Que no os engañen, no existe una teología de la praxis según la cual no importan las reglas objetivas sino los casos concretos y, así, hacer una nueva ley de excepciones discernidas por la conciencia individual. Un nuevo camino lo llaman ahora. Nos pueden decir que la conciencia personal con el discernimiento personal y el acompañamiento de un pastor se puede determinar qué está bien y qué está mal. Es decir, el bien y el mal pudieran ser absolutos pero sólo en lo abstracto, siendo relativos en la práctica cotidiana. Esto no es cierto.
Que no os engañen, no existe la moral de situación. La Iglesia siempre ha enseñado y sigue enseñando que -según la moral católica- las circunstancias que constituyen el contexto en el que desarrolla la acción, no pueden modificar la cualidad moral de los actos haciendo buena y justa una acción intrínsecamente mala.
Dios no nos vino a complicar la vida con las Tablas de Ley a las que Jesucristo vino a dar cumplimiento. Que no os engañen, insisto en que es posible vivir conforme a la Ley de Dios y de la Iglesia y para ello Dios nos ofrece la Gracia.
La Gracia es un don gratuito que Dios da al hombre y le ponen en relación con su destino eterno. Es el principio formal de la vida sobrenatural. Se pierde por el pecado mortal y se debilita por el pecado venial. En la vida de pecado no hay vida de Gracia. Esto es uno de los puntos más principales de la fe Católica. En Gracia, el alma rebosa de vitalidad en Dios. En el Pecado, el alma se separa de Dios dramáticamente, poniéndola en el camino de la perdición eterna.
Pero hay quienes seguirán insistiendo en que no es para tanto porque Dios es misericordioso e, incluso, su propio Hijo se hizo pecado y se vació de divinidad en la Cruz. Pues cuánto más nosotros, ¿para qué preocuparnos? Miremos lo que de positivo hay en nuestras «situaciones irregulares». Esto es mentira.
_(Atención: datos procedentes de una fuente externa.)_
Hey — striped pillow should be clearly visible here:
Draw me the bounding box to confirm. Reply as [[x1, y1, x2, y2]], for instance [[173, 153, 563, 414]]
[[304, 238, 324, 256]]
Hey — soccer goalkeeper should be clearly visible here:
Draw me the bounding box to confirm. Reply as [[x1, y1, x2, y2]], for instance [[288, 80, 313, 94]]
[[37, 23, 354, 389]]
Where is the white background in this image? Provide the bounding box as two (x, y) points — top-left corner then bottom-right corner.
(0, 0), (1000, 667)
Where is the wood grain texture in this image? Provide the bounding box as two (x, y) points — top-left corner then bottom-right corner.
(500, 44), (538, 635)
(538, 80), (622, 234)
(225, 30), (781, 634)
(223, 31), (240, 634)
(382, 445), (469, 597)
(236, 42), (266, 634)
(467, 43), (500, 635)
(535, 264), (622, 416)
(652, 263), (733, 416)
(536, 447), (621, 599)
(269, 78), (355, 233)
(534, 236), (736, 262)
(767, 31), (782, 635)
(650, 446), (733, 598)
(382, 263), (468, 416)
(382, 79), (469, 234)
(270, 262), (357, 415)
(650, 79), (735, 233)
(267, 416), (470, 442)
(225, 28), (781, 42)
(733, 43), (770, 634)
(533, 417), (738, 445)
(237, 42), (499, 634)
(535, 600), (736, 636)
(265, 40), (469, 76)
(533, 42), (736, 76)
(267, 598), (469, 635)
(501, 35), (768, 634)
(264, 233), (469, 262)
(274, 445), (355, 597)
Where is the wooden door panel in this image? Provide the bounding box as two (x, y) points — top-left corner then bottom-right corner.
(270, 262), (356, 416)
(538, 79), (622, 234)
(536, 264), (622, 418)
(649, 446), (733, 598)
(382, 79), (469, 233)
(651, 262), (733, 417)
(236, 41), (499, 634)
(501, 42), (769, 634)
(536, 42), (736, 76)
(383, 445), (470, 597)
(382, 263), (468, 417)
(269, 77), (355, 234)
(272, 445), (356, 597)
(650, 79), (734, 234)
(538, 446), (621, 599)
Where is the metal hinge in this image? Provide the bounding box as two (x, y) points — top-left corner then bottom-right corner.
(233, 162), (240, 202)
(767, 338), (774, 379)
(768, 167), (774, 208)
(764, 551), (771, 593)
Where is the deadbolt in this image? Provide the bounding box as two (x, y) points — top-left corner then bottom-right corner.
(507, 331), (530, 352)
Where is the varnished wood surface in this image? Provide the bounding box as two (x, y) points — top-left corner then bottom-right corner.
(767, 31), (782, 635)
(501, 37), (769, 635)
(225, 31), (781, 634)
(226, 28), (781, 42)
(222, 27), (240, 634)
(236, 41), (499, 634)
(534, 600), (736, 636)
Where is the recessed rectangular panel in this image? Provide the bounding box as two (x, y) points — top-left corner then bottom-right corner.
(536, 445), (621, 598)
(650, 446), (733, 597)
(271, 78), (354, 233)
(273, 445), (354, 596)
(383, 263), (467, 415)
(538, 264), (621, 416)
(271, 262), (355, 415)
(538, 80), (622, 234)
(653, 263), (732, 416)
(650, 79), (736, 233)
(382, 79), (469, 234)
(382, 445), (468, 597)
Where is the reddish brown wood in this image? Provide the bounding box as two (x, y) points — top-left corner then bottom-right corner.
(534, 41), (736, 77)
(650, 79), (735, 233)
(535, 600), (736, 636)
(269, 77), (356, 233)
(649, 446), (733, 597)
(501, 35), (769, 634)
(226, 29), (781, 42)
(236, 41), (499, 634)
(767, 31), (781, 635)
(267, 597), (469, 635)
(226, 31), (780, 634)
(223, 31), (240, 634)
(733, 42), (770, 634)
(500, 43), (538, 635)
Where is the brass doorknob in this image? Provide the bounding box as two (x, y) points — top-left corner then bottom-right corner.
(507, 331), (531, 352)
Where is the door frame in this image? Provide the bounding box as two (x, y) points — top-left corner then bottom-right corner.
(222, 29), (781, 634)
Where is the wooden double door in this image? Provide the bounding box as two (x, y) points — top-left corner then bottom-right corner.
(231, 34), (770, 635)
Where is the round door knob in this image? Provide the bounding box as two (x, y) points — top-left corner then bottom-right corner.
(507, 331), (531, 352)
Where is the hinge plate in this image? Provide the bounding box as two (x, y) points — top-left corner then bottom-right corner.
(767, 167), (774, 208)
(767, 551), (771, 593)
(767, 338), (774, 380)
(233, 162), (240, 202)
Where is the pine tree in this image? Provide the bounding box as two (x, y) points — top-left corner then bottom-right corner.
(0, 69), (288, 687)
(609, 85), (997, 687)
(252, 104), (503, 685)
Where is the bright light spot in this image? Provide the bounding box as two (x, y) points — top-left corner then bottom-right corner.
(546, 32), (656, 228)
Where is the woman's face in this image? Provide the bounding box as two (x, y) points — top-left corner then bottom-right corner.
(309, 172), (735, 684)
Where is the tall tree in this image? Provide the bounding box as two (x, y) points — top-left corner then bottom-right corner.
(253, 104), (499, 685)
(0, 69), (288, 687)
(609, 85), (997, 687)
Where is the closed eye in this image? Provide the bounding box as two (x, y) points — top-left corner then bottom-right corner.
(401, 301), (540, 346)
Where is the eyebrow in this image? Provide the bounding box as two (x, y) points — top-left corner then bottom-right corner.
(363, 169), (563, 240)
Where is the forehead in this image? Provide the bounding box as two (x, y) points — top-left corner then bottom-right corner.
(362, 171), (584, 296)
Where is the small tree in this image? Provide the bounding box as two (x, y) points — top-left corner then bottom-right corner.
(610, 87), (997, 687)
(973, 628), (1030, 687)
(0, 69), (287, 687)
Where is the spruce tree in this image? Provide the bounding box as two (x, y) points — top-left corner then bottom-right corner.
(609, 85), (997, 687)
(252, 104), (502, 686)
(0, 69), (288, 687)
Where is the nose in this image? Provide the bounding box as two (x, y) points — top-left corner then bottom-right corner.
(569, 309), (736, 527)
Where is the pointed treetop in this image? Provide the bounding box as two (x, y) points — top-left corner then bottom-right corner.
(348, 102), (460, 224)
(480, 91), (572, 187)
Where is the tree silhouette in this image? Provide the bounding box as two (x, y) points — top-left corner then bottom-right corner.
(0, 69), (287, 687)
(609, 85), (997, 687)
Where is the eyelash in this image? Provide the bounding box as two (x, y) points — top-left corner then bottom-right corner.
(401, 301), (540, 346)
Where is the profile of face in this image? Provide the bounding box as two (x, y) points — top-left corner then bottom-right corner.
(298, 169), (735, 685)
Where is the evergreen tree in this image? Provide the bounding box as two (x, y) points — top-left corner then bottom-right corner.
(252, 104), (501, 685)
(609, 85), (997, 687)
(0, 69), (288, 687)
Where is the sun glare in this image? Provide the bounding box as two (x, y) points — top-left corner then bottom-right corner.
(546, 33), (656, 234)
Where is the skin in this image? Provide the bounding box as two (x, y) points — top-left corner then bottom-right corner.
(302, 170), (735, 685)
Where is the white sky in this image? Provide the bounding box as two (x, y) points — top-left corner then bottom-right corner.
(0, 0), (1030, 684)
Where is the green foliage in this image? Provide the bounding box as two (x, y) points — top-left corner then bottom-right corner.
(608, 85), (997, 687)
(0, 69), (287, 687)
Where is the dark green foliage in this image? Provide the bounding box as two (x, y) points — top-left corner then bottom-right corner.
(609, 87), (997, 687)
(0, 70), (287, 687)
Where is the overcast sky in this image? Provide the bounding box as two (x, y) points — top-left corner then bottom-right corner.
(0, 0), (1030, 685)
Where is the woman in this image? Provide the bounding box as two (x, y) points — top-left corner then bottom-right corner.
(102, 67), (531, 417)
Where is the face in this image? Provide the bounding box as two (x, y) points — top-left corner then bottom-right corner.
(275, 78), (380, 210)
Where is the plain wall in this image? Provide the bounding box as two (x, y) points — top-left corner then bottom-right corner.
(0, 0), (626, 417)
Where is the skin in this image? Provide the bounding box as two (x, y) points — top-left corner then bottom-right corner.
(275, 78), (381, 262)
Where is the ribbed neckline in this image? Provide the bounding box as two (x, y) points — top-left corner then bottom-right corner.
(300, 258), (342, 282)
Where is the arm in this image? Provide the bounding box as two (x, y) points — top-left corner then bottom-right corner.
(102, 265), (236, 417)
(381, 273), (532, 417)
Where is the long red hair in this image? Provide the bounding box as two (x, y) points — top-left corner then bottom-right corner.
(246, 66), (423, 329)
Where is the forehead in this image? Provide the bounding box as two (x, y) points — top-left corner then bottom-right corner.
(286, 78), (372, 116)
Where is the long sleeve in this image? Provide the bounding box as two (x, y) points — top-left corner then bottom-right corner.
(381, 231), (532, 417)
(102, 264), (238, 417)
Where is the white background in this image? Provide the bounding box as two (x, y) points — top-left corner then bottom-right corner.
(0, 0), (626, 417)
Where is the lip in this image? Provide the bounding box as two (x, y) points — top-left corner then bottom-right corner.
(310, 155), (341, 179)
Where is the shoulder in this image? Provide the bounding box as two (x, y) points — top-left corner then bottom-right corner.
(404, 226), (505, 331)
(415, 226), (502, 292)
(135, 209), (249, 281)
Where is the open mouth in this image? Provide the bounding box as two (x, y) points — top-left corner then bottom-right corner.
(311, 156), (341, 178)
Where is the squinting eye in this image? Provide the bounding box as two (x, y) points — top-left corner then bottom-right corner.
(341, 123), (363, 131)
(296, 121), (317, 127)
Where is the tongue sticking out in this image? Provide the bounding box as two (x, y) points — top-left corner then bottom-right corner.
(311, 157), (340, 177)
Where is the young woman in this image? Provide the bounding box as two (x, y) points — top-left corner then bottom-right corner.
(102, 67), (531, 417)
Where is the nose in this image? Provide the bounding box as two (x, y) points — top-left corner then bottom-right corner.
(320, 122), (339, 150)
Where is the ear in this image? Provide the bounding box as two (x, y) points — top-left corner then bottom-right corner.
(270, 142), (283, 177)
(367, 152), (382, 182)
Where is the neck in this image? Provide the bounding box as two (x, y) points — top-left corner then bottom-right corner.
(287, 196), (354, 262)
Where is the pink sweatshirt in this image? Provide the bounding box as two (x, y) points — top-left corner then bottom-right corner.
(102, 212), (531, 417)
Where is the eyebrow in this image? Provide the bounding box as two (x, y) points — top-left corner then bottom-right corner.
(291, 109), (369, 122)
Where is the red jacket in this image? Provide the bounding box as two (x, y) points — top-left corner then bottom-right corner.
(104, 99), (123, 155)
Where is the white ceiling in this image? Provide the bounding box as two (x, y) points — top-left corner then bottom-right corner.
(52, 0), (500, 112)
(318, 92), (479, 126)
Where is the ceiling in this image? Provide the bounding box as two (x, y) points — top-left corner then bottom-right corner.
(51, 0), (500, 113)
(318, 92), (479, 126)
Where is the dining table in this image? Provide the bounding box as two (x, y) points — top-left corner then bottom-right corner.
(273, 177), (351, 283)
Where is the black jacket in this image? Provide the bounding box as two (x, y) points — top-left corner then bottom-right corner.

Que no os engañen. San Agustín, en su Sermón Güelferbitano, nos enseña que aquel que no tiene pecado nos amó hasta tal punto que compartió nuestra condición, pero no la corrupción del pecado. Y Santo Tomás, en su comentario a segunda Corintios, añade que «se hizo sacrificio por el pecado» pero no pecado. Jesucristo se hizo carne mortal y pasible pero no pecaminosa ni, mucho menos, pecado; para morir por todos los pecados de la humanidad, para pagar por lo que nunca tomó, sin abandonar las dos naturalezas íntegras y perfectas.
Así, Jesucristo nos dice «yo soy el camino, la verdad y la vida» y «nadie va al Padre sino es por mi». Es decir, nuestra vida debe ser una permanente Imitatione Christi, como nos enseña Tomás de Kempis. Es algo posible y real porque es en el cristianismo y en la Iglesia donde conocemos al Padre por el Hijo:
«Si me hubierais conocido, también hubierais conocido a mi Padre; desde ahora le conocéis y le habéis visto» (Jn 14, 7).
No es, por lo tanto, la vida cristiana algo abstracto, con leyes abstractas que sólo pueden ser vistas como un ideal, estando forzados a vivir sólo un pálido reflejo del ideal adaptado según nuestras circunstancias.
Que no os engañen. Quienes enseñen todo eso os estarán enseñando «otros evangelio». Lo pueden llamar «evangelio de la familia» o «evangelio de la misericordia». Lo pueden llamar de cualquier manera, pero tened presente que los evangelios que tenemos dados por los apóstoles son cuatro –llamados canónicos- todo lo demás serán «otro evangelio».